In 1972. the US agreed that Taiwan was the 23rd province of China; that is the essence of the One China policy. That was done to separate China from the Soviet Union. It was a smart policy, and it worked to our very great advantage. Nowadays, our lunatic neocons, not satisfied with wars in Ukraine, Iraq, Lebanon, Libya, Mali, Palestine, Somalia, Syria, Yemen…, want wars in the China Seas, Georgia, Serbia…
Marshall does not seem to realize the deep malaise and corruption that infects the US government and military. Incompetence, corruption and disloyalty are rife among America’s senior officers. Vindman and Milley and Austin are just a few examples of the hundreds of criminals who infest our officer corps. And it is not just generals and admirals. West Point, Annapolis and the Air Force academy are highly politicized, academic wastelands.
This year, the interest paid on the accumulated US debt exceeded the defense department budget. In two years, maybe one, it will exceed social security and medicare, and will become the largest single item in the budget. It share of the budget will continue to expand, and other items will be squeezed out. It is almost certain that in a very few years, the US will begin a slow disarmament program. There is already a kind of disarmament going on, because of delayed maintenance. Virginia class subs in port are being cannibalized for parts so that others can put to sea. About one-third of the Virginias are effectively mothballed. And that example pervades the entire military. The US Army that invaded Iraq no longer exists, and could not be reassembled from existing resources. Nor could such an army be transported to the Persian Gulf.

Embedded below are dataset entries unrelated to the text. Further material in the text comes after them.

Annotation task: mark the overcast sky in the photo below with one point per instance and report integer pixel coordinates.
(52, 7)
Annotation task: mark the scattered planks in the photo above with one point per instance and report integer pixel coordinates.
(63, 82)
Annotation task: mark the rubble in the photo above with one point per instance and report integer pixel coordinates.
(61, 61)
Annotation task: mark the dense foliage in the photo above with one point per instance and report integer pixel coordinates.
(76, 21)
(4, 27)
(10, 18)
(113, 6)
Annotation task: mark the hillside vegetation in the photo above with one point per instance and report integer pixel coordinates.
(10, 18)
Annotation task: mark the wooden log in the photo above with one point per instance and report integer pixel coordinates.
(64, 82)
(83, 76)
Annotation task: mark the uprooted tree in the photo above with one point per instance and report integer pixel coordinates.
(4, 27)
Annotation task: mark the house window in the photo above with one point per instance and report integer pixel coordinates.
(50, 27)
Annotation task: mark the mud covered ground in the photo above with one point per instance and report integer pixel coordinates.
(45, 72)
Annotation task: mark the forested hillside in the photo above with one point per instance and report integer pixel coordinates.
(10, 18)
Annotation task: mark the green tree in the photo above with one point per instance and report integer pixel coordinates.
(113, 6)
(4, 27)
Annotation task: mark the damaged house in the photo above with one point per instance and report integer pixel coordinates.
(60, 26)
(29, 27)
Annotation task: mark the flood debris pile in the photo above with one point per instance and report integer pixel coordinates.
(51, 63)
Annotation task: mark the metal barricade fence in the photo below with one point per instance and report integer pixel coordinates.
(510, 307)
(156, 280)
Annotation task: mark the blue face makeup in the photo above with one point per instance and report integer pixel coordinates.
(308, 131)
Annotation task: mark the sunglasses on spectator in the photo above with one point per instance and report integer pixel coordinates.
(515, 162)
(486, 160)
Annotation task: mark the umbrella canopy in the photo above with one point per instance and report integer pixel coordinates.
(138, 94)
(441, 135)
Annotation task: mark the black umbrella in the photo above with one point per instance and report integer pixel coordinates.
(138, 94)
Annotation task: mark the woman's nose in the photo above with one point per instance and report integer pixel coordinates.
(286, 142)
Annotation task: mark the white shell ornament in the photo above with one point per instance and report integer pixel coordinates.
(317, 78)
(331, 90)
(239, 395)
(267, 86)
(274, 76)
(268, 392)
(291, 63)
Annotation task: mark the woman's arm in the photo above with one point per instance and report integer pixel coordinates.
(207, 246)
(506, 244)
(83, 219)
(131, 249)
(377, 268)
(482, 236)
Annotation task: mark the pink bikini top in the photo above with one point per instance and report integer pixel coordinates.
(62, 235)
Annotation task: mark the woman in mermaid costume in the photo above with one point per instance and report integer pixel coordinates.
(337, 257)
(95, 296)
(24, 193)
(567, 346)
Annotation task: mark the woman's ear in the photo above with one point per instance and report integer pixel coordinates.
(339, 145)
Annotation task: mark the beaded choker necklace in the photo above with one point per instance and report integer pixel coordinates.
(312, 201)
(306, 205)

China and its allies have already won the competition for world dominance. The US is a walking dead man, and just doesn’t know it. All China has to do is wait.
The future of the surface navy, any surface navy is not another Midway.
Think of a grand Houthi Navy.
https://thelonghillinstitute.substack.com/p/sink-the-navy
“In 1972. the US agreed that Taiwan was the 23rd province of China; that is the essence of the One China policy.”
I disagree. That may be your *interpretation.* That may have been Henry Kissinger’s intent. But I don’t think that was the formal, committed policy of the USA.
An alternate interpretation is as follows:
Q1: What is the U.S. “One China” policy? Why does it exist?
A1: When the United States moved to recognize the People’s Republic of China (PRC) and de-recognize the Republic of China (ROC) in 1979, the United States stated that the government of the People’s Republic of China was “the sole legal Government of China.” Sole, meaning the PRC was and is the only China, with no consideration of the ROC as a separate sovereign entity.
The United States did not, however, give in to Chinese demands that it recognize Chinese sovereignty over Taiwan (which is the name preferred by the United States since it opted to de-recognize the ROC).